The project began with an architectural competition, which the Department of Culture, Social Communications and Tourism of the Xunta de Galicia initiated in February 1999. A short list of eleven distinguished finalists submitted proposals: Ricardo Bofill, Peter Eisenman, José Manuel Gallego, Annette Gigon and Mike Guyer, Steven Holl, Rem Koolhaas, Daniel Liebeskind, Juan Navarro, Jean Nouvel, Dominique Perrault, and César Portela. In August 1999, the competition jury selected Eisenman Architects to design the CCG, with Peter Eisenman as Principal-in-Charge.

Commenting on the competition, Eisenman states, "We were given a complex and fascinating program, whose goals far exceeded any summary of spaces and functions. The first demand was for an open and dynamic design, which would be permeable to all sorts of possibilities that as yet could not even be envisioned. We believed we could take this demand at face value, as a statement of the project's first priority."
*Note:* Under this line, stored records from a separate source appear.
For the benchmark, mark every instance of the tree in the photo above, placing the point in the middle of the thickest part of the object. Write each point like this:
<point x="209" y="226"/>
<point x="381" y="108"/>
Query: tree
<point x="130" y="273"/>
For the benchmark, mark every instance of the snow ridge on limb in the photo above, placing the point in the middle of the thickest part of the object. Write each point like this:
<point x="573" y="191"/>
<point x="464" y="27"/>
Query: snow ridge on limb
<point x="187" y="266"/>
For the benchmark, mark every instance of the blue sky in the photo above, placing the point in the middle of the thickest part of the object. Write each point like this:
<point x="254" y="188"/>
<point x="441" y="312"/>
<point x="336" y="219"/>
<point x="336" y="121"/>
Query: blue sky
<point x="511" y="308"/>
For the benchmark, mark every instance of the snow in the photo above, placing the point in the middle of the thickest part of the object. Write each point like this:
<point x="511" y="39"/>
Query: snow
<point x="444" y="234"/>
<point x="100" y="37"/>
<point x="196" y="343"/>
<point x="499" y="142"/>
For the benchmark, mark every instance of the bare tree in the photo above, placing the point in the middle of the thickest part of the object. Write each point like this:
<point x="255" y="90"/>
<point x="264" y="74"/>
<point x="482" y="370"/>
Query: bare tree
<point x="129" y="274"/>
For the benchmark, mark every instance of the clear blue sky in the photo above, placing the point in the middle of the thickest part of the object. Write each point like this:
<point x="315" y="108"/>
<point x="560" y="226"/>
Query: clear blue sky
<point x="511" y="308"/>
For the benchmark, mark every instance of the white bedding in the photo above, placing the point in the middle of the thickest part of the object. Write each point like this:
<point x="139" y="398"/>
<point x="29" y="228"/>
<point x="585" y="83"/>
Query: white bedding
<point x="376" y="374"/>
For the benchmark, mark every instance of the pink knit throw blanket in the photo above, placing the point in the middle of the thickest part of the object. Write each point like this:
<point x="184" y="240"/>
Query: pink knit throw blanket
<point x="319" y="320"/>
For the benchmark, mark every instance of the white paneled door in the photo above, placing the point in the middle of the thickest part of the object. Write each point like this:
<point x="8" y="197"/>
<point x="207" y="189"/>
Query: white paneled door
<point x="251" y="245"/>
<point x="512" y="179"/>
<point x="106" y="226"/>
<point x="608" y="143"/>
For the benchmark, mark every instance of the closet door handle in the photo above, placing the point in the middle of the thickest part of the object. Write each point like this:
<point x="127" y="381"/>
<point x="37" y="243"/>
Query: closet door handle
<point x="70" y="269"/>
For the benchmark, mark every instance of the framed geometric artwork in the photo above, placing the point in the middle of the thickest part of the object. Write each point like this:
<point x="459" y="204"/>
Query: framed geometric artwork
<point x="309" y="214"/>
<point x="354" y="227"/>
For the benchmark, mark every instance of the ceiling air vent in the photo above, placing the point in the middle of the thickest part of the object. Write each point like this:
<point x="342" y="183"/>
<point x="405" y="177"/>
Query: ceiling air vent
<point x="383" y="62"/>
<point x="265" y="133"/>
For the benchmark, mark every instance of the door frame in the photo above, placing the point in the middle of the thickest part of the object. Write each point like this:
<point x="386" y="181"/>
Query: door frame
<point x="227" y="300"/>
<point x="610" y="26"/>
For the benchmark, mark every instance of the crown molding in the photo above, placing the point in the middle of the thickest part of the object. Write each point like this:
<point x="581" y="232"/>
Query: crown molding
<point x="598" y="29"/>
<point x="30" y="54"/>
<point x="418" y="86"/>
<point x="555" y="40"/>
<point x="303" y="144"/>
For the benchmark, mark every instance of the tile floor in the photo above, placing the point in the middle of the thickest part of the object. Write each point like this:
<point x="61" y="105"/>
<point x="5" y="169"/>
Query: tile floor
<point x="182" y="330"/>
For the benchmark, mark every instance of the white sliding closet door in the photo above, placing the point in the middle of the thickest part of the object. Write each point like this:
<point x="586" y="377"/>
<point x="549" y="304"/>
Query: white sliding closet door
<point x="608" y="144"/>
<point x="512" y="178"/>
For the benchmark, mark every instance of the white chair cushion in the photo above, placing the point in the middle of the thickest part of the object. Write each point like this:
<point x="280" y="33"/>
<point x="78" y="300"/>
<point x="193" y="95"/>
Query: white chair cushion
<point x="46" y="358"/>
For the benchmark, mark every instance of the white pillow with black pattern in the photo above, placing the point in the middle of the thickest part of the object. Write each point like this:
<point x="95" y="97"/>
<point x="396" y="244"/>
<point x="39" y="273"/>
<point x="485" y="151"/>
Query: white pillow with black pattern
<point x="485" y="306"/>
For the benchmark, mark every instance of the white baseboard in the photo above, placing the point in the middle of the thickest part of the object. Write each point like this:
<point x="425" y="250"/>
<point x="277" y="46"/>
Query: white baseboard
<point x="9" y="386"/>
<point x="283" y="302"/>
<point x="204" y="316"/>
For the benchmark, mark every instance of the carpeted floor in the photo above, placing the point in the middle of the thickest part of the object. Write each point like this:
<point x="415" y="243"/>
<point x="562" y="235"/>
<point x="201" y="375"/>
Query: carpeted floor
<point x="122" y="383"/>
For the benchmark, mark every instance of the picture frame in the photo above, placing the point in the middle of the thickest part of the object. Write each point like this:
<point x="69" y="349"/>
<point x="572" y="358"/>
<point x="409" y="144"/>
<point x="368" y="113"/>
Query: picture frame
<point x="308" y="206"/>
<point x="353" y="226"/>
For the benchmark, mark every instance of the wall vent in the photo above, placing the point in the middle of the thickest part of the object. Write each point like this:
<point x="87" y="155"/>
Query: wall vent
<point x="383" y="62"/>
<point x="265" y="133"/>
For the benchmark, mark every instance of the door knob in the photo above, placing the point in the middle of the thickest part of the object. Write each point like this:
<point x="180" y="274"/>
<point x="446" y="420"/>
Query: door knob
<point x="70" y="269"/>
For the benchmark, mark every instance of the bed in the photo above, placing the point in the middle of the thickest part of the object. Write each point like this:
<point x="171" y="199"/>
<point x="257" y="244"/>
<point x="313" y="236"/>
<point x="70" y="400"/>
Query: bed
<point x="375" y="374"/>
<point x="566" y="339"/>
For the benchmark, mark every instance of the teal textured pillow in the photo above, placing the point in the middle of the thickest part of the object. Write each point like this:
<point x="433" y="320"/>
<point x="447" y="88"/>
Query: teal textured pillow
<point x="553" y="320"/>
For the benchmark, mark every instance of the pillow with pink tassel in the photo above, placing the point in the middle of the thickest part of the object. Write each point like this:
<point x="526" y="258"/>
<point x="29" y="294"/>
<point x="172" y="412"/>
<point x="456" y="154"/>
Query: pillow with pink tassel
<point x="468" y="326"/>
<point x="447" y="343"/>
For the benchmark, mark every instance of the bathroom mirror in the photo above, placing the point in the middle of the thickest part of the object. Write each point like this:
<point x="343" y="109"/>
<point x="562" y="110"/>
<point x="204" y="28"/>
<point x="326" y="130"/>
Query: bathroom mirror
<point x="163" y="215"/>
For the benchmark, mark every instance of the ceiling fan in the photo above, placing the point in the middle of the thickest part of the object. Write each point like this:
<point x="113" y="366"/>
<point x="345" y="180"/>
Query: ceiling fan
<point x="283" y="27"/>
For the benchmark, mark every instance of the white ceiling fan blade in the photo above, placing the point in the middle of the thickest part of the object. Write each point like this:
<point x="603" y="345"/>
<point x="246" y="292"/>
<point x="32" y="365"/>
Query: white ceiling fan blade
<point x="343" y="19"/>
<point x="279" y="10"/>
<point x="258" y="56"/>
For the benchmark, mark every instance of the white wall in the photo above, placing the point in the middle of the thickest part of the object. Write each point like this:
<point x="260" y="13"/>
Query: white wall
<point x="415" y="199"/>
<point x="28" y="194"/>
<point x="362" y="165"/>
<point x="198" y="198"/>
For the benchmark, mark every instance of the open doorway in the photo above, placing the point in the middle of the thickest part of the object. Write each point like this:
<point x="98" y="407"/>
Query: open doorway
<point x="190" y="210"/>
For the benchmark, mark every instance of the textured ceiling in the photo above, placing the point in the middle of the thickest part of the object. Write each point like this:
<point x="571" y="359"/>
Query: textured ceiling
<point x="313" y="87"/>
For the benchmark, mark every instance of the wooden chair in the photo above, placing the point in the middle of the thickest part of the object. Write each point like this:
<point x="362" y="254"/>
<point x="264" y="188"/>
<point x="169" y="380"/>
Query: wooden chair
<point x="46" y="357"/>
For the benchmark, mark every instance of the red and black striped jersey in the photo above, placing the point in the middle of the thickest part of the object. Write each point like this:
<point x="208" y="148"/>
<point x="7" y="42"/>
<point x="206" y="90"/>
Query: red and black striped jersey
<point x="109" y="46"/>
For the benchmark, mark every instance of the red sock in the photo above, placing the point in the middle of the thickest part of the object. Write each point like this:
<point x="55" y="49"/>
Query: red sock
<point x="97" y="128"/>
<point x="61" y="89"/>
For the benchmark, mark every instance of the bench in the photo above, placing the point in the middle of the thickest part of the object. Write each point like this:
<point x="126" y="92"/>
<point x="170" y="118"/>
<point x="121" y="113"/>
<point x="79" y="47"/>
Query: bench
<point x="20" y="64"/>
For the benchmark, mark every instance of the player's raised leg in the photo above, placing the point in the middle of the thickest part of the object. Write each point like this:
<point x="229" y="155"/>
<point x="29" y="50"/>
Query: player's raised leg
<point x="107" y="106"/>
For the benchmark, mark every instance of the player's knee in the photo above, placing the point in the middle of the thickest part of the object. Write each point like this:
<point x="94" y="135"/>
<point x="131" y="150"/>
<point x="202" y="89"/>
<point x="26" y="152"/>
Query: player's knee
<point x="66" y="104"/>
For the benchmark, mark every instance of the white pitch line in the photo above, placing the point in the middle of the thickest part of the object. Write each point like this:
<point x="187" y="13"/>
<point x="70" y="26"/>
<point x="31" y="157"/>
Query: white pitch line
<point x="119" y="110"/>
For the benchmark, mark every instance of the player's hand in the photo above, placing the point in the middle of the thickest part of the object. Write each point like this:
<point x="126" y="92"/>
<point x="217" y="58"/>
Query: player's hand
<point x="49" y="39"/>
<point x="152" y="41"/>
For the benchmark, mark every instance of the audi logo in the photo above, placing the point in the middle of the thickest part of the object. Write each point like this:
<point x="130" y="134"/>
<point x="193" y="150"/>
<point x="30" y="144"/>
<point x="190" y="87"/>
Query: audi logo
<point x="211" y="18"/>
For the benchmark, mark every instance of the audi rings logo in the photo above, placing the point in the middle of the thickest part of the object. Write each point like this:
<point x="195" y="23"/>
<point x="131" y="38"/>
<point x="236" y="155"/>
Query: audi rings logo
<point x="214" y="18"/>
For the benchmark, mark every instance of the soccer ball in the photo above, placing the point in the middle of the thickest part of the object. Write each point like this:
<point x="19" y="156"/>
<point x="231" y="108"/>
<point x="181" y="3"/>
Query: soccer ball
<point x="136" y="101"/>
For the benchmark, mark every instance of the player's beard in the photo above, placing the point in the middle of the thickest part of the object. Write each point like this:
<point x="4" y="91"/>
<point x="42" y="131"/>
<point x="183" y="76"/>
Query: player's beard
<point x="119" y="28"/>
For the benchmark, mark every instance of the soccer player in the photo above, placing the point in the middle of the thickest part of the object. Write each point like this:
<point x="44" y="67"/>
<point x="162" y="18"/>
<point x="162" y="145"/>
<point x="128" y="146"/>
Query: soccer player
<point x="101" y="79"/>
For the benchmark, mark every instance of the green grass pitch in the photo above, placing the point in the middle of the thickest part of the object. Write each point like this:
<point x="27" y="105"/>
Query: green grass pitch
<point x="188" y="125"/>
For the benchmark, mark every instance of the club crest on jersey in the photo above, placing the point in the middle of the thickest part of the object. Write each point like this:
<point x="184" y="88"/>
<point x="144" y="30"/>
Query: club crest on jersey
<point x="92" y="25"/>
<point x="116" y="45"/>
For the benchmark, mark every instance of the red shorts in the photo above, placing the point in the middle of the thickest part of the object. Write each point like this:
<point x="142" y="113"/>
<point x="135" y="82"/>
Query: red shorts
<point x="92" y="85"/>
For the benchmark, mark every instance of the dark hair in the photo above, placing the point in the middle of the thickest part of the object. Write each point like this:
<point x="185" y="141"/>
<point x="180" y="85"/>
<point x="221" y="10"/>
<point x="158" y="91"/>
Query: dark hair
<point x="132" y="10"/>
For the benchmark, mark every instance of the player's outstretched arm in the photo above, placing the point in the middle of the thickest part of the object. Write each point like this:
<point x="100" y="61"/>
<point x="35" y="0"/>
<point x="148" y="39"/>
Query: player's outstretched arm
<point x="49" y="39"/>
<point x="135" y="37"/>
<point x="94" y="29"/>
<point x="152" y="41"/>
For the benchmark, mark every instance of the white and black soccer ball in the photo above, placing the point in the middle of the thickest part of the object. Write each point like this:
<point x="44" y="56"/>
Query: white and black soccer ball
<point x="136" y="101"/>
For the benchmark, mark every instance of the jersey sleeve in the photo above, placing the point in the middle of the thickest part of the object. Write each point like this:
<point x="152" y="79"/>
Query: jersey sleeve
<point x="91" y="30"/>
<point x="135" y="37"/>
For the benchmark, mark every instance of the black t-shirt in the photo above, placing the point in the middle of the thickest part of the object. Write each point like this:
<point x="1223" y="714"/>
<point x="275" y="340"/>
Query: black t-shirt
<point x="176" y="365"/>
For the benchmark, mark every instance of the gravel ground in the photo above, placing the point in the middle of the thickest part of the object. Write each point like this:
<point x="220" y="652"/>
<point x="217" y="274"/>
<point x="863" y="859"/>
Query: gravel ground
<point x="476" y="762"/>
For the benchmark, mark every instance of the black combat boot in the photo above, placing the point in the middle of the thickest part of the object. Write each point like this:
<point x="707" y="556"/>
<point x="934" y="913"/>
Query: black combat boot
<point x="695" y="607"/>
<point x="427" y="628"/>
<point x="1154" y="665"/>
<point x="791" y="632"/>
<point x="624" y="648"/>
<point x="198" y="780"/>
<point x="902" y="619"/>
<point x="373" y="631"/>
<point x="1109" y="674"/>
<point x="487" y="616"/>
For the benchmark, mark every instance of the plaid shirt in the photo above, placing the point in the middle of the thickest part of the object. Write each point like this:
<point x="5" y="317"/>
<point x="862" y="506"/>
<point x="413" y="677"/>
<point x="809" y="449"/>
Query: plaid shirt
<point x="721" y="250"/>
"Instead of the ground's being conceived as a backdrop against which the buildings stand out as figures, we generate a condition in which the ground can rear up to become figure, the buildings can subside into ground. It is a new kind of urban fabric," Eisenman says, "in which the space you inhabit can seem both smooth and furrowed -- much as a seashell, the age-old symbol of Santiago, is smooth and furrowed. The coding of Santiago's medieval past into the CCG creates the sense of an active present, as found in a tactile, pulsing new form -- what you might call a fluid shell."

The buildings of the City of Culture spread out over the terrain like a moldable mass of clay linked together by five long tree-lined thoroughfares. Alluding to five streets of Santiago's old quarter, as well as to their traditional extensions with rueiros, and in fact the final shape of the complex springs from the plan of the historic core, which is superposed by the characteristic striated surface of the venera, the scallop shell that is the symbol of the pilgrim's road to Santiago. Raising its shaken silhouette to the cathedral towers, over the highway that holds together Galicia's Atlantic facade, the new City of Culture presents itself as a magic mountain for pilgrims of knowledge.

Major components of the CCG are The Museum of Galician History (172,000 square feet) , New Technologies Center (135,000 square feet) , Music Theater (220,000 square feet) , Galician Library (122,000 square feet) and Periodicals Archive (86,000 square feet) , Central Services and Administration building (50,000 square feet), and Surrounding the built area of the CCG is the Arboretum of Galicia: an area of gardens and native woodland, conceived as both a recreational and an educational facility. While demonstrating the importance of biodiversity and habitat preservation, the Arboretum may also serve a ceremonial function, as a place where distinguished Galicians and honored visitors may be invited to plant local species, as their way of leaving a mark on the CCG.